I get Error 404 when I try to visit https://kgtk.isi.edu/api/Q10988133?extra_info=true&language=en.

CraigMiloRogers commented 3 years ago

The labels file line passes validation:

kgtk cat -i issue-378.tsv
id      node1   label   node2   lang
Q10988133-label-en-gb   Q10988133       label   'cow\'s milk'@en-gb     en-gb
117% kgtk validate -i issue-378.tsv -v --allow-language-suffixes

====================================================
Validating 'issue-378.tsv'
KgtkReader: File_path.suffix: .tsv
KgtkReader: reading file issue-378.tsv
header: id      node1   label   node2   lang
input format: kgtk
node1 column found, this is a KGTK edge file
KgtkReader: Special columns: node1=1 label=2 node2=3 id=0
KgtkReader: Reading an edge file.
Validated 1 data lines

====================================================
Data lines read: 1
Data lines passed: 1
117% 
CraigMiloRogers commented 3 years ago

In the code example, the backslash before the embedded quote escapes just the embedded quote, even though the outer quote for the string is " and the inner quote is '. You need an escaped backslash in the string constant to for the KGTK escape backslash.
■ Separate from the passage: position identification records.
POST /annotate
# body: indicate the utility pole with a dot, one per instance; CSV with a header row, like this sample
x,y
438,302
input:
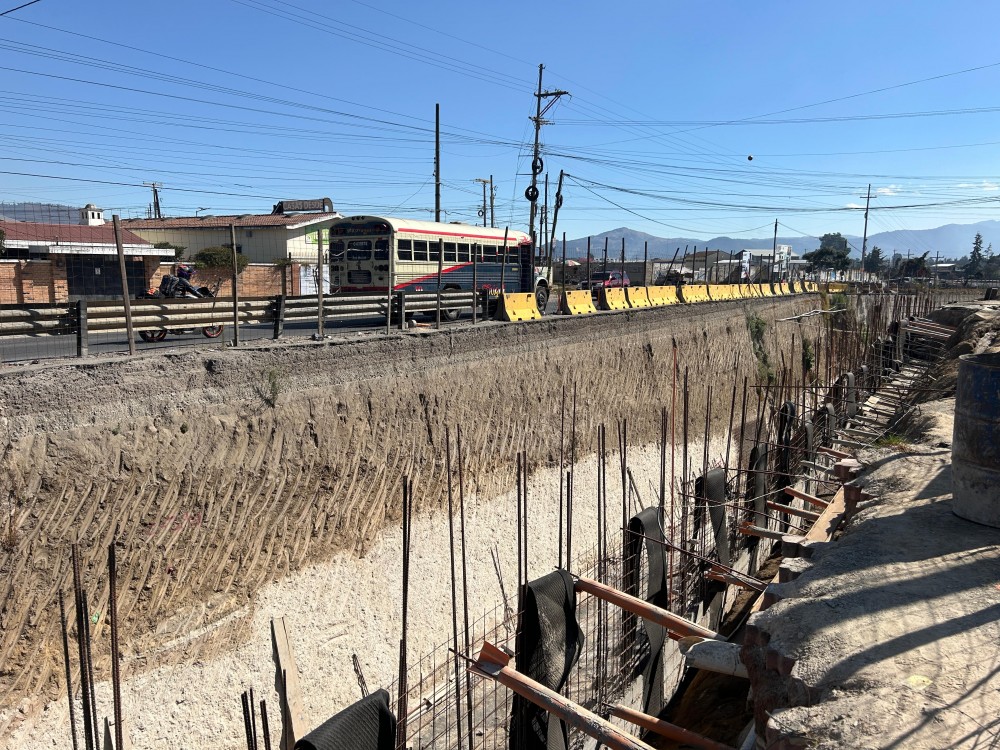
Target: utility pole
x,y
493,195
437,162
484,183
774,250
156,198
537,165
864,241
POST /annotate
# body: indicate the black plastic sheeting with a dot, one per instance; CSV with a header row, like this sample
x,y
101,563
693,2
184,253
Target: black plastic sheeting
x,y
547,647
365,725
649,637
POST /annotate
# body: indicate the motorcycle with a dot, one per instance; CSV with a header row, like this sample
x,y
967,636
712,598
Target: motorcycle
x,y
174,287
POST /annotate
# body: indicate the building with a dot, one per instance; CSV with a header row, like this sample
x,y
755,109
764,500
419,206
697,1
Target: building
x,y
44,263
772,263
287,233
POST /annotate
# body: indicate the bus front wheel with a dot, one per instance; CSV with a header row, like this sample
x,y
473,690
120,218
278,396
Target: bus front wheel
x,y
541,298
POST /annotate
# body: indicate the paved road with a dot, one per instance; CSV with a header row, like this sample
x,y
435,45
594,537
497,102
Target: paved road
x,y
15,349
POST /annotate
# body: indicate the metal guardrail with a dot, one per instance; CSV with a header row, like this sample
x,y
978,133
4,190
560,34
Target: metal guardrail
x,y
85,318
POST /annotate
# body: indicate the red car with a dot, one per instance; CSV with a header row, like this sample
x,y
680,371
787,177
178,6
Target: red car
x,y
606,279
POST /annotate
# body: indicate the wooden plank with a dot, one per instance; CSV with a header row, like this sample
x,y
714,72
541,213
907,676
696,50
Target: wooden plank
x,y
293,716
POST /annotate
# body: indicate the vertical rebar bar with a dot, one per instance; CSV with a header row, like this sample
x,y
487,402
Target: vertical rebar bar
x,y
454,586
69,672
116,685
89,725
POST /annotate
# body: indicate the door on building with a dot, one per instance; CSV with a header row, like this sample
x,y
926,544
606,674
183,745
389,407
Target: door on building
x,y
99,277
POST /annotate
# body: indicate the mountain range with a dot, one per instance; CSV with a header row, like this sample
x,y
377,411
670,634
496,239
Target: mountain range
x,y
950,241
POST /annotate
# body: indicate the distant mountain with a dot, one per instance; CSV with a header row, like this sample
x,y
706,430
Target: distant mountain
x,y
951,241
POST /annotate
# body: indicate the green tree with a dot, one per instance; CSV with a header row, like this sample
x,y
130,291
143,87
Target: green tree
x,y
976,258
832,253
219,258
178,249
875,261
915,267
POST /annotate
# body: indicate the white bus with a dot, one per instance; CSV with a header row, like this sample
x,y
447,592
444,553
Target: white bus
x,y
378,253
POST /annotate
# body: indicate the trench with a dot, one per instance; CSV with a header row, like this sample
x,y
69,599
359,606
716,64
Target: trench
x,y
216,511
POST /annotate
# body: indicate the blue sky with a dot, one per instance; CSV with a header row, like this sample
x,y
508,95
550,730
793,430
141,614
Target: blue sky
x,y
235,104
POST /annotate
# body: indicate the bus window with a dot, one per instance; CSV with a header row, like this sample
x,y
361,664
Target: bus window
x,y
359,250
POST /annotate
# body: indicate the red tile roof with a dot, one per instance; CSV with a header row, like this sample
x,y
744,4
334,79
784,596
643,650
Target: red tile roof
x,y
243,221
23,231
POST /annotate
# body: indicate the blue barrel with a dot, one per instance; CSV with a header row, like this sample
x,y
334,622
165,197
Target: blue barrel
x,y
975,447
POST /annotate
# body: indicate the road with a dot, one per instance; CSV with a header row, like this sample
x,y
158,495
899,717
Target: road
x,y
33,348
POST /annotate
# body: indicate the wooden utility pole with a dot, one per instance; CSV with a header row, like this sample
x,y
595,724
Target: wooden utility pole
x,y
536,161
864,241
156,198
555,216
125,295
485,208
437,162
236,271
774,250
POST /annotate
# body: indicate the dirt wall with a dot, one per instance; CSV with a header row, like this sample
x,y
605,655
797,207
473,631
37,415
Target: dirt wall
x,y
226,470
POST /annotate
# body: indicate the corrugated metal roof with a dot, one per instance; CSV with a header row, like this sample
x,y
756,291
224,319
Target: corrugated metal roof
x,y
242,221
24,233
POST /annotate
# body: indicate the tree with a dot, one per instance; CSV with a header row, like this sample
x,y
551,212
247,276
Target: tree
x,y
219,258
875,261
178,249
913,267
832,253
976,258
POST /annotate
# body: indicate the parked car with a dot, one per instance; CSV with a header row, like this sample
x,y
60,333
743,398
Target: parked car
x,y
606,279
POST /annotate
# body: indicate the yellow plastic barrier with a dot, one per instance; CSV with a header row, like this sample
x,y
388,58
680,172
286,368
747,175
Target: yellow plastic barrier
x,y
613,299
577,303
662,295
638,296
691,293
719,292
518,307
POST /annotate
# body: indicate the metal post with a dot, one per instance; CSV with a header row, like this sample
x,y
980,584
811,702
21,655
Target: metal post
x,y
82,336
476,249
236,294
320,313
440,270
279,316
563,292
125,295
437,162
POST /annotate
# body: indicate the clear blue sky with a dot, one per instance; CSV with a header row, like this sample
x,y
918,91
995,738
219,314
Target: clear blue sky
x,y
234,104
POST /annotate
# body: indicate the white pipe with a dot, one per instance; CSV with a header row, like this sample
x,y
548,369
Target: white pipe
x,y
715,656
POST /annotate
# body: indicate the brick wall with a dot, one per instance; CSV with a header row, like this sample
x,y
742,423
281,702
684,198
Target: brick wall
x,y
257,279
28,281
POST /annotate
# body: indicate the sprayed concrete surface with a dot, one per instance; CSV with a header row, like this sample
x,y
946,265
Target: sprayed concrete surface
x,y
889,638
265,481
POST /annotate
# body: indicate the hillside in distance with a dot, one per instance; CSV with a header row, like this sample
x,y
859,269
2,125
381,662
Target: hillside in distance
x,y
950,241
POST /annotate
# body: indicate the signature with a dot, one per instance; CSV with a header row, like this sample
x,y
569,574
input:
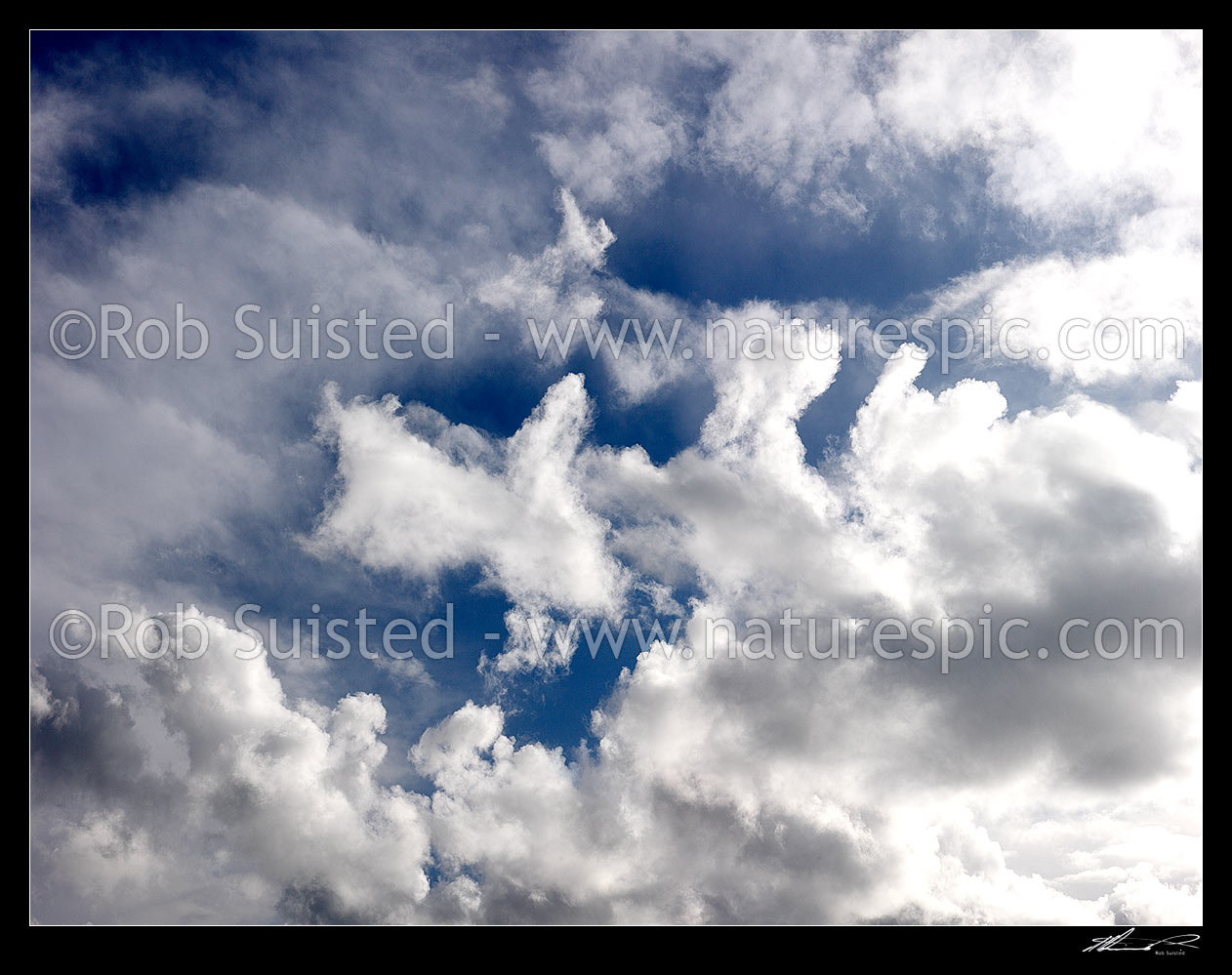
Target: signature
x,y
1123,942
Thus, cow\\\'s milk.

from kgtk.kgtkformat import KgtkFormat
kf = KgtkFormat()
x = "Q10988133-label-en\tQ10988133\tlabel\t'cow\\\'s milk'@en".split('\t')[3]
print(x)
print(kf.unstringify(x))
CraigMiloRogers commented 3 years ago
122% python3 issue-378.py
'cow\'s milk'@en
cow's milk
123%
aphedges commented 2 years ago

Two questions:

  1. What is the status of this bug? It's still affecting us.
  2. Is the problem always an apostrophe (') being replaced by two backslashes (\\)? If so, we can at least use it before the fix is made in KGTK.
saggu commented 2 years ago

@aphedges this got put on back burner. No update yet. Also not sure if this only happens for apostrophe, have you seen this anywhere else?

aphedges commented 2 years ago

@saggu, thanks for letting me know. In the ~20 instances I found it in our data, it was always apostrophes, but I didn't check all of DWD to verify it is the only case. Here are some more examples I encountered:

Also, I just realized that the \\ is from JSON escaping the \. It's actually just a single \ in the text in place of an apostrophe.

aphedges commented 2 years ago

I can still reproduce the apostrophe issue, and I discovered that is applies to quotation marks and backslashes as well:

$ curl 'https://dwd.isi.edu/api?q=Q10988133&extra_info=true&language=en&type=exact&is_class=true'
[{"qnode": "Q10988133", "description": ["milk produced by female cattle"], "label": ["cow\\s milk"], "alias": ["cow milk", "whole milk", "milk"], "pagerank": 1.021701595451758e-06, "statements": 223, "score": 0.20568907}]
$ curl 'https://dwd.isi.edu/api?q=Q18336849&extra_info=true&language=en&type=exact&is_class=true'
[{"qnode": "Q18336849", "description": ["(used to define the domain of the \\given name\\ property)"], "label": ["entity whose item has the given name property"], "alias": ["items with given name property"], "pagerank": 2.7525000872635554e-08, "statements": 106, "score": 0.0055411328}]
$ curl 'https://dwd.isi.edu/api?q=Q11185&extra_info=true&language=en&type=exact&is_class=true'
[{"qnode": "Q11185", "description": ["typographical mark (glyph) used mainly in computing"], "label": ["backslash"], "alias": ["reverse slant", "backslant", "bash", "reversed virgule", "reverse slash", "slosh", "\ud83d\ude7d", "escape", "\\\\", "whack", "backwhack", "hack"], "pagerank": 1.7101026535268105e-08, "statements": 155, "score": 0.0034427806}]

Q18336849 ("entity whose item has the given name property") contains quotation marks (") in its description, which are also replaced with \ in Wikidata. This means that I cannot accurately recover the original because a \ in the API output might have been either ' or " in the original.

Q11185 ("backslash") contains a backslash \ in its aliases that is returned as \\ by the API and is represented as \\\\ in the JSON. It's presumably escaped once in KGTK's processing and another time by conversion to JSON.